L’histoire : Bowmore, fumé et maritime – vraiment ?

Bowmore a la réputation de produire depuis plus de deux siècles des whisky fumés, plutôt faciles à boire, marqués par les embruns et un joli fruité. C’est le côté léger d’Islay, comme Caol Ila, par opposition à la puissance « de feu » des 3 Kildatons (Ardbeg, Lagavulin, Laphroaig). Mais sur l’ensemble du volume produit à Bowmore, on trouve bien quelques casks qui font mentir cette réputation.
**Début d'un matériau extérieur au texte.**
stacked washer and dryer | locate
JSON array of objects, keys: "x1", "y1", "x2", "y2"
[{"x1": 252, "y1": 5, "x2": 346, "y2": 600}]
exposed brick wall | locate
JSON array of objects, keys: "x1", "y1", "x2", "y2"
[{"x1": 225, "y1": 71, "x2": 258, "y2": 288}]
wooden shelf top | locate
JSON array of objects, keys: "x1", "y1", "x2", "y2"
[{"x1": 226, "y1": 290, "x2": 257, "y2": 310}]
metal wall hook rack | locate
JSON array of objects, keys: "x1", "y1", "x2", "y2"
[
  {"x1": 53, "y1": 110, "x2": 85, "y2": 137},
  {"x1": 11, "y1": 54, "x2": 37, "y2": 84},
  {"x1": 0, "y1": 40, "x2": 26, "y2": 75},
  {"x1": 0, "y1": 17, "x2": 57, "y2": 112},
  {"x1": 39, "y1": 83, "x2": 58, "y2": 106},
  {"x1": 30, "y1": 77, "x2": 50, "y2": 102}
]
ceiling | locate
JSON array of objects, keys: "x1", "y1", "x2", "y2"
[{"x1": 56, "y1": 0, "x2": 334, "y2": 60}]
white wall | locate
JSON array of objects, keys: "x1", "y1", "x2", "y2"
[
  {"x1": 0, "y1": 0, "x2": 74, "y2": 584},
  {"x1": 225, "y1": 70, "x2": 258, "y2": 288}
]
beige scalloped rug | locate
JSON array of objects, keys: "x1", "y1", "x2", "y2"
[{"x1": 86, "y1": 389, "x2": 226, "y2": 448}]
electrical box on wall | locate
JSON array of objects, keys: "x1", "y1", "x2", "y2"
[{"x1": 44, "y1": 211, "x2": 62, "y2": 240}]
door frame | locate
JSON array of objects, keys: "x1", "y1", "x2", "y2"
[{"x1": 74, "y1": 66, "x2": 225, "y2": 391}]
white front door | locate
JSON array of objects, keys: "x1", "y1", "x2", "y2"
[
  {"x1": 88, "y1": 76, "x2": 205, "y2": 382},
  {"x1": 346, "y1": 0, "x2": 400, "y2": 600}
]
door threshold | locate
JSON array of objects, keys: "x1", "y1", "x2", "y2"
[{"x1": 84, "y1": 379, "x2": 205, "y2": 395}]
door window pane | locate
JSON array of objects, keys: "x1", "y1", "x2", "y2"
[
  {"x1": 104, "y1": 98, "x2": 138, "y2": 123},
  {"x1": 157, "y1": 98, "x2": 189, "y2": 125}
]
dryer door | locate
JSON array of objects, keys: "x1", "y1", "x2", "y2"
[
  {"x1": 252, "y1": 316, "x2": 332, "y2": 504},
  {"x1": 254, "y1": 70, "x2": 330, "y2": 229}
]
La SMWS semble en avoir trouver un, puisqu’ils ont choisi de le baptiser « Like a hot coal in the mouth ». Un promesse qui paraît bien éloignée de la promesse initiale de Bowmore. Pour information, il s’agit d’un refill sherry de 17 ans proposé à 57,7°.

Le contenu : vraiment « like a hot coal in the mouth »

Le nez annonce la couleur. Au-delà d’une fumée assez grasse et puissante, on trouve bien des marqueurs du vieillissement en sherry (tabac, figue séchée, jambon sec), accompagnés de notes de cuir et saumures. Un nez imposant qui est néanmoins bien peu de chose au regard d’une bouche incandescente. Sur le palais, ce Bowmore inaugure un barbecue sur lequel sont en train de griller des poissons gras (maquereaux, harengs), des tranches de bacon et des pruneaux. Le tout a été couvert de miel pour adoucir le feu. La finale est longue, brûlante mais tout de même suave, comme un charbon couvert de miel. Le tout s’accompagne d’une rétroolfaction intense très appréciable.

Il s’agit donc bien d’un peat monster, et non pas d’un classique Bowmore côtier, qu’on comparera plus facilement aux monstres produits dans le temps par Ardbeg et toujours aujourd’hui chez Lagavulin. Le sherry a parfaitement joué son rôle pour enrichir le distillat sans pour autant le dénaturer. Au final, on y perd un peu l’identité de Bowmore, mais on y gagne un énorme whisky.